Some Simple Statistics
There are a lot of potentially interesting things to do with this data, most of which would require further processing. There are some basic but interesting questions that can be answered by simple SQL queries.
Which characters speak the most lines?
SELECT speaker, COUNT(*) AS count FROM utterance GROUP BY speaker ORDER BY count DESC LIMIT 10; JERRY 14645 GEORGE 9613 ELAINE 7967 KRAMER 6656 NEWMAN 625 MORTY 502 HELEN 470 FRANK 429 SUSAN 382 ESTELLE 273
That seems about right– the show is definitely dominated by the four main characters.
Which characters have speaking roles in the greatest number of episodes?

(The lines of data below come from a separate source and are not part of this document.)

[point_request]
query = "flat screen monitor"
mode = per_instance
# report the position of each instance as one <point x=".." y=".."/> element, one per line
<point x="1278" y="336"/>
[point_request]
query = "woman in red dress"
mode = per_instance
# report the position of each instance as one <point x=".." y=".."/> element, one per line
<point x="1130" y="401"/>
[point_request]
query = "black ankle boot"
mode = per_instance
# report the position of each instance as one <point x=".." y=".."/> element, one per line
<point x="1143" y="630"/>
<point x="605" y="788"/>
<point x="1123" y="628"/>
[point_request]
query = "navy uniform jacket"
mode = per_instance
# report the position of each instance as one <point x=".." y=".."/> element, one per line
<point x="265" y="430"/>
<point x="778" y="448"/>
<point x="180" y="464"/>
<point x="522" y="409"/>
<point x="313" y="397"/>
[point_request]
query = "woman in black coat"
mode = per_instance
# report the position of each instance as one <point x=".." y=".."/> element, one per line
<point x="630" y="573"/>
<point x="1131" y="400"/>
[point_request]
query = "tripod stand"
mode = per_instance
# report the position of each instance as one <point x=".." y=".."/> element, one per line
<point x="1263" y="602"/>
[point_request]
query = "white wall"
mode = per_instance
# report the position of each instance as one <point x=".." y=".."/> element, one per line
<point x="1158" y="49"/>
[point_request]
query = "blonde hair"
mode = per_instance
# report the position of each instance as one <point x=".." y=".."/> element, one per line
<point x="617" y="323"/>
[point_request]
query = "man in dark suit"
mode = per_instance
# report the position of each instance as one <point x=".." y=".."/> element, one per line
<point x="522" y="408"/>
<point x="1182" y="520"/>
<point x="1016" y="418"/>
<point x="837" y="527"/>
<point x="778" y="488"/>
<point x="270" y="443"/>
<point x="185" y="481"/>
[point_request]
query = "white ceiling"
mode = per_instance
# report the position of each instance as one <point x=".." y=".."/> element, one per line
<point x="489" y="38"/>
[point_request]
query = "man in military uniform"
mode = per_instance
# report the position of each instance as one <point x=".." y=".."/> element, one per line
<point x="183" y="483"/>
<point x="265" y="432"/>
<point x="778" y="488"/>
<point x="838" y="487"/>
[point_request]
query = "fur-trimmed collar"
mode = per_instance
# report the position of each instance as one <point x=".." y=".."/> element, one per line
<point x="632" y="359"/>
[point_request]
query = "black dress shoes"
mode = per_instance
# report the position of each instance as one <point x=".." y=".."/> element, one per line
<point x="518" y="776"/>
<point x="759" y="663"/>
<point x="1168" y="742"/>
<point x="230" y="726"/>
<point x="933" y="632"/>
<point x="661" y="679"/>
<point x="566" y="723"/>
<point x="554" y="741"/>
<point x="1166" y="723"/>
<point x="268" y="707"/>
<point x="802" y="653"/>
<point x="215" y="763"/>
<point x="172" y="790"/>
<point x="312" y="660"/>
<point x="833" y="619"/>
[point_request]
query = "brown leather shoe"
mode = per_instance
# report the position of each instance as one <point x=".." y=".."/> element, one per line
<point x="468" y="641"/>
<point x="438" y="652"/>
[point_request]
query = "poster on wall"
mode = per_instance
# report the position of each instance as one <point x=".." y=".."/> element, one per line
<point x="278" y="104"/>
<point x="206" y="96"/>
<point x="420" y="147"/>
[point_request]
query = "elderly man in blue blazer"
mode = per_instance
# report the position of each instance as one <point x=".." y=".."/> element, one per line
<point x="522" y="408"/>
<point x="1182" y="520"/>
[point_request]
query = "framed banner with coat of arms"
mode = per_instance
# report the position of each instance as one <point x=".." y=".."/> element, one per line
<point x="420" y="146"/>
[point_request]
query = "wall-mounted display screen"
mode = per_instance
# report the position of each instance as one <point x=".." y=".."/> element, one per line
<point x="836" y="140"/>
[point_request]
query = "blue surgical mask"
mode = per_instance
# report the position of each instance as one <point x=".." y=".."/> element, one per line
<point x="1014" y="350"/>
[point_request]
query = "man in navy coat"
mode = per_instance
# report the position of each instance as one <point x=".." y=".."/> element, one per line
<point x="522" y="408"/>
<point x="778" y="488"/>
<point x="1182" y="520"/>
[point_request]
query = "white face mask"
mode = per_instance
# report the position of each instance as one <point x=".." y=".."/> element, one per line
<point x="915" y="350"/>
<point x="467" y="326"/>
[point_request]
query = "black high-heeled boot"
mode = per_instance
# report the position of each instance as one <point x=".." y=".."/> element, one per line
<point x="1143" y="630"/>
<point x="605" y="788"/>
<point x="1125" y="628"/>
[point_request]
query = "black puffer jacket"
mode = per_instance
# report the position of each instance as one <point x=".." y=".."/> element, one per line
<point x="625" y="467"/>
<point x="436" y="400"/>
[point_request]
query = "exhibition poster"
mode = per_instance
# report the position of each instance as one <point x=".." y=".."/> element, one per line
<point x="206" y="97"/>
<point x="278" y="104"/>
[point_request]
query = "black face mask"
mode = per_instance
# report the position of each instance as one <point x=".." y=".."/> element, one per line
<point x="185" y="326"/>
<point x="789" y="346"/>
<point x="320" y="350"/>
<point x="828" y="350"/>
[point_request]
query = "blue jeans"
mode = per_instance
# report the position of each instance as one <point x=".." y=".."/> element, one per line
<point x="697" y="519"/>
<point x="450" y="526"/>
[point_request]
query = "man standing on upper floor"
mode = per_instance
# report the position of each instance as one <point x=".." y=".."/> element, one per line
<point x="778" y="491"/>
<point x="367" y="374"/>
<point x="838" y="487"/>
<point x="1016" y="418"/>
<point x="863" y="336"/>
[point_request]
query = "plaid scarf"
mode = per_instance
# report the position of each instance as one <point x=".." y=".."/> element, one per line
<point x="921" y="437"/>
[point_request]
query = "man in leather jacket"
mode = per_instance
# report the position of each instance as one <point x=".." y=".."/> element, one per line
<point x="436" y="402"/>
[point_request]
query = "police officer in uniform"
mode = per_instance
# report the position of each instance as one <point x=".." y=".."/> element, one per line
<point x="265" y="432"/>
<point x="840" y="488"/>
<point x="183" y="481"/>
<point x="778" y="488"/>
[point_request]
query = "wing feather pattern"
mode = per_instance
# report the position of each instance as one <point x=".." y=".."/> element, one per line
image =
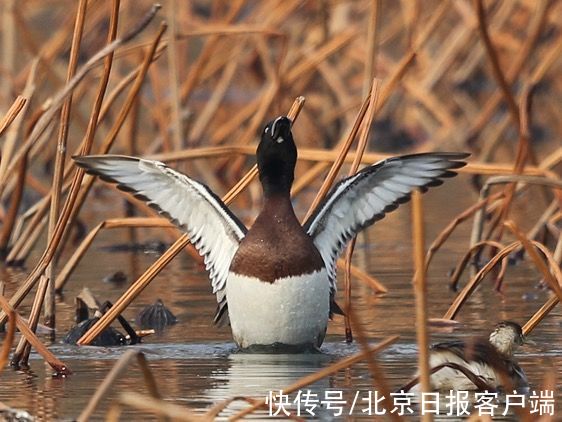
<point x="358" y="201"/>
<point x="213" y="229"/>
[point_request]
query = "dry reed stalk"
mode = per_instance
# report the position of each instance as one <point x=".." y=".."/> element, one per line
<point x="27" y="239"/>
<point x="475" y="281"/>
<point x="173" y="78"/>
<point x="8" y="44"/>
<point x="213" y="29"/>
<point x="338" y="162"/>
<point x="363" y="277"/>
<point x="478" y="226"/>
<point x="160" y="408"/>
<point x="12" y="113"/>
<point x="58" y="99"/>
<point x="208" y="50"/>
<point x="361" y="146"/>
<point x="540" y="314"/>
<point x="14" y="134"/>
<point x="15" y="201"/>
<point x="21" y="354"/>
<point x="80" y="251"/>
<point x="420" y="292"/>
<point x="555" y="283"/>
<point x="118" y="369"/>
<point x="465" y="259"/>
<point x="67" y="210"/>
<point x="46" y="289"/>
<point x="494" y="61"/>
<point x="309" y="379"/>
<point x="502" y="254"/>
<point x="459" y="219"/>
<point x="524" y="151"/>
<point x="138" y="286"/>
<point x="372" y="45"/>
<point x="537" y="24"/>
<point x="375" y="370"/>
<point x="329" y="156"/>
<point x="51" y="359"/>
<point x="60" y="154"/>
<point x="8" y="340"/>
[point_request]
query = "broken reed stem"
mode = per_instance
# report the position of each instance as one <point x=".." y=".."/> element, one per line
<point x="523" y="152"/>
<point x="78" y="254"/>
<point x="46" y="291"/>
<point x="478" y="225"/>
<point x="16" y="133"/>
<point x="459" y="219"/>
<point x="420" y="292"/>
<point x="60" y="154"/>
<point x="173" y="78"/>
<point x="502" y="254"/>
<point x="122" y="364"/>
<point x="554" y="284"/>
<point x="540" y="314"/>
<point x="338" y="162"/>
<point x="8" y="340"/>
<point x="475" y="281"/>
<point x="161" y="408"/>
<point x="139" y="285"/>
<point x="51" y="359"/>
<point x="329" y="156"/>
<point x="361" y="146"/>
<point x="494" y="61"/>
<point x="312" y="378"/>
<point x="376" y="372"/>
<point x="465" y="259"/>
<point x="46" y="119"/>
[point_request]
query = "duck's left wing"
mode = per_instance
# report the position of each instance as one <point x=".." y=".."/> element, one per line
<point x="360" y="200"/>
<point x="212" y="228"/>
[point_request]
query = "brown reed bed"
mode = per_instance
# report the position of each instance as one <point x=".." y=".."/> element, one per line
<point x="469" y="76"/>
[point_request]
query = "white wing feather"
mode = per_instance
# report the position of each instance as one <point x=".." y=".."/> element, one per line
<point x="360" y="200"/>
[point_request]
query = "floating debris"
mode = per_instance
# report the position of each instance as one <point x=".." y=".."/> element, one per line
<point x="86" y="302"/>
<point x="9" y="414"/>
<point x="156" y="316"/>
<point x="108" y="337"/>
<point x="116" y="277"/>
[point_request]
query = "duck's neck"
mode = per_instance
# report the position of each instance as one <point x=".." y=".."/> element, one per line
<point x="277" y="205"/>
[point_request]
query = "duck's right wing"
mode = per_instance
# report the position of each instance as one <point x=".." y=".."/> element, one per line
<point x="212" y="228"/>
<point x="358" y="201"/>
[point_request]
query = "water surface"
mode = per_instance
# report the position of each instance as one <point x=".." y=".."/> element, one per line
<point x="196" y="364"/>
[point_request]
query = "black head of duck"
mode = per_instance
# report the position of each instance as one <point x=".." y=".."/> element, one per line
<point x="276" y="282"/>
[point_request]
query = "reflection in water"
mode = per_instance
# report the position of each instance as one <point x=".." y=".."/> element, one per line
<point x="255" y="375"/>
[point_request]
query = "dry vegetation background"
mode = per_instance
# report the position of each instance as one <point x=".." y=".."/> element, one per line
<point x="99" y="76"/>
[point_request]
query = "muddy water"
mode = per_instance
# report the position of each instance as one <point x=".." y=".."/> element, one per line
<point x="196" y="364"/>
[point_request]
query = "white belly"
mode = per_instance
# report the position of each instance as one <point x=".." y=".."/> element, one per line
<point x="451" y="379"/>
<point x="289" y="311"/>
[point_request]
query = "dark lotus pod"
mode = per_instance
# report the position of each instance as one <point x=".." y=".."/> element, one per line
<point x="155" y="316"/>
<point x="108" y="337"/>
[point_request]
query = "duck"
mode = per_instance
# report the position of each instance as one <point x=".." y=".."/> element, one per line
<point x="275" y="283"/>
<point x="489" y="361"/>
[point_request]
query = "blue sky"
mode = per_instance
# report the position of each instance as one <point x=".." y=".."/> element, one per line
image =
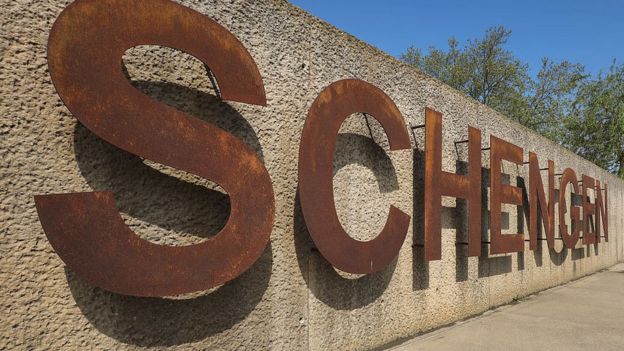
<point x="586" y="32"/>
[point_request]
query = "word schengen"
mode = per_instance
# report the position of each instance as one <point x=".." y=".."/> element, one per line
<point x="85" y="48"/>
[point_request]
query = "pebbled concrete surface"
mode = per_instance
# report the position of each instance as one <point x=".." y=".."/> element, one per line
<point x="291" y="299"/>
<point x="585" y="314"/>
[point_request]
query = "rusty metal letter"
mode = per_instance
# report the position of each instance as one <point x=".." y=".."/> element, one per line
<point x="589" y="209"/>
<point x="569" y="240"/>
<point x="318" y="144"/>
<point x="537" y="197"/>
<point x="85" y="50"/>
<point x="602" y="212"/>
<point x="439" y="183"/>
<point x="503" y="193"/>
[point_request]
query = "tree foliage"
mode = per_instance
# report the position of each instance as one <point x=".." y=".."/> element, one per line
<point x="562" y="101"/>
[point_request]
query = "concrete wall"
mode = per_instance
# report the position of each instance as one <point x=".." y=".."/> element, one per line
<point x="291" y="298"/>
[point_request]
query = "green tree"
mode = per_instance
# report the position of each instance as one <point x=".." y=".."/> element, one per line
<point x="595" y="126"/>
<point x="484" y="70"/>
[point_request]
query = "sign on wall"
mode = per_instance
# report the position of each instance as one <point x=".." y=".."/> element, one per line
<point x="85" y="49"/>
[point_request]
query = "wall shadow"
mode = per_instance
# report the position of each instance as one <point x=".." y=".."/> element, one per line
<point x="146" y="322"/>
<point x="420" y="266"/>
<point x="177" y="205"/>
<point x="327" y="285"/>
<point x="490" y="266"/>
<point x="150" y="195"/>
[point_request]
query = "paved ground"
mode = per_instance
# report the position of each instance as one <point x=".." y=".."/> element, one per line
<point x="587" y="314"/>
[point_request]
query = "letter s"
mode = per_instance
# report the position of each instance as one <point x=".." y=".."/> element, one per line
<point x="85" y="51"/>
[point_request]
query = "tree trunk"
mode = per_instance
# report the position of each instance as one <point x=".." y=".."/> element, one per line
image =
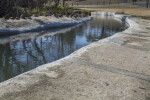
<point x="147" y="5"/>
<point x="63" y="2"/>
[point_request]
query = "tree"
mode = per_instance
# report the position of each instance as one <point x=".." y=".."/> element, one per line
<point x="147" y="3"/>
<point x="63" y="2"/>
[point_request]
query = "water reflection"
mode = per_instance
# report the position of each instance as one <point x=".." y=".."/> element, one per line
<point x="23" y="55"/>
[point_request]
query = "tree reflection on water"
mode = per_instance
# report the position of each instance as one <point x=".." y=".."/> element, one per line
<point x="23" y="55"/>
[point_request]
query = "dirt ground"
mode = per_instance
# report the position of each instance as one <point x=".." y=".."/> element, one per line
<point x="115" y="68"/>
<point x="133" y="10"/>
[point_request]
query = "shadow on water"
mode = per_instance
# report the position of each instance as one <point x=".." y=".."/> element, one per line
<point x="23" y="53"/>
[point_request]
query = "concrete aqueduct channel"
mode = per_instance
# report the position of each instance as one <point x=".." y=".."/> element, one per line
<point x="114" y="68"/>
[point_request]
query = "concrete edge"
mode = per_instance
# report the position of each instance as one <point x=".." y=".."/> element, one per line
<point x="78" y="53"/>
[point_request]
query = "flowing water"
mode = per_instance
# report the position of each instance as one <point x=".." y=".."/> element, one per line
<point x="21" y="53"/>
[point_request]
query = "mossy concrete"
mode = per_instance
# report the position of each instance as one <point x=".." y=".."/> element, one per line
<point x="83" y="75"/>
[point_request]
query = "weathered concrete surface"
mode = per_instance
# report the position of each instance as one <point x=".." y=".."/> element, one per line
<point x="116" y="68"/>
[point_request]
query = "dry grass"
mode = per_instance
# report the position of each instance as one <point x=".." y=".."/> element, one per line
<point x="126" y="9"/>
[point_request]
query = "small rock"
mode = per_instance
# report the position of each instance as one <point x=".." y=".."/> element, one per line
<point x="22" y="16"/>
<point x="11" y="18"/>
<point x="17" y="18"/>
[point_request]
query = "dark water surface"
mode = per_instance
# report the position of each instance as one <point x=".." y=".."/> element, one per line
<point x="21" y="53"/>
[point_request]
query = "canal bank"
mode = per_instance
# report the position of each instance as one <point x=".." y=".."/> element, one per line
<point x="113" y="68"/>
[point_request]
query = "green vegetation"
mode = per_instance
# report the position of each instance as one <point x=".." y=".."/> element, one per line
<point x="37" y="8"/>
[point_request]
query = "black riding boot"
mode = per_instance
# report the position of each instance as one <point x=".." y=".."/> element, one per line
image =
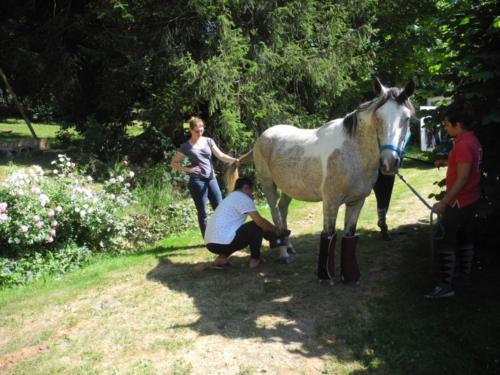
<point x="349" y="268"/>
<point x="326" y="258"/>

SELECT u.speaker, COUNT(DISTINCT e.id) AS num_episodes FROM episode e JOIN utterance u ON e.id = u.episode_id GROUP BY u.speaker ORDER BY num_episodes DESC LIMIT 10; JERRY 173 GEORGE 171 KRAMER 170 ELAINE 169 MAN 53 WOMAN 44 NEWMAN 43 SUSAN 28 FRANK 26 ESTELLE 24
The appearances are also dominated by the main cast. Interestingly, some lines are attributed to “MAN” and “WOMAN”, which points to some data quality issues. Ideally unnamed characters would have unique names like “MAN WATERING PLANTS”.
One of the main reasons I initially got this data together was to learn some front-end skills by developing a better UI for browsing through Seinfeld scripts. I had imagined all kinds of cross-linking between episodes and possibly links off to Wikipedia.
Exploration of the Characters
- Do particular characters have catch phrases (maybe high TF-IDF ngrams where TF is within the character’s lines and IDF is for all speakers)?
- Are there characters who gain screen time over time?
- How many episodes are heavy on just a few of the main characters (e.g. a Jerry and George episode)?
- How positive, on average, are the various characters? Are there other interesting stylistic characteristics to look at?
Corpus for Exploring NLP Algorithms
I like playing with Wikipedia, but it’ll be fun to have something a bit smaller and closer to my heart. It’d be fun to play around with language models and to generate sentences for particular characters (e.g. a Kramerish sentence).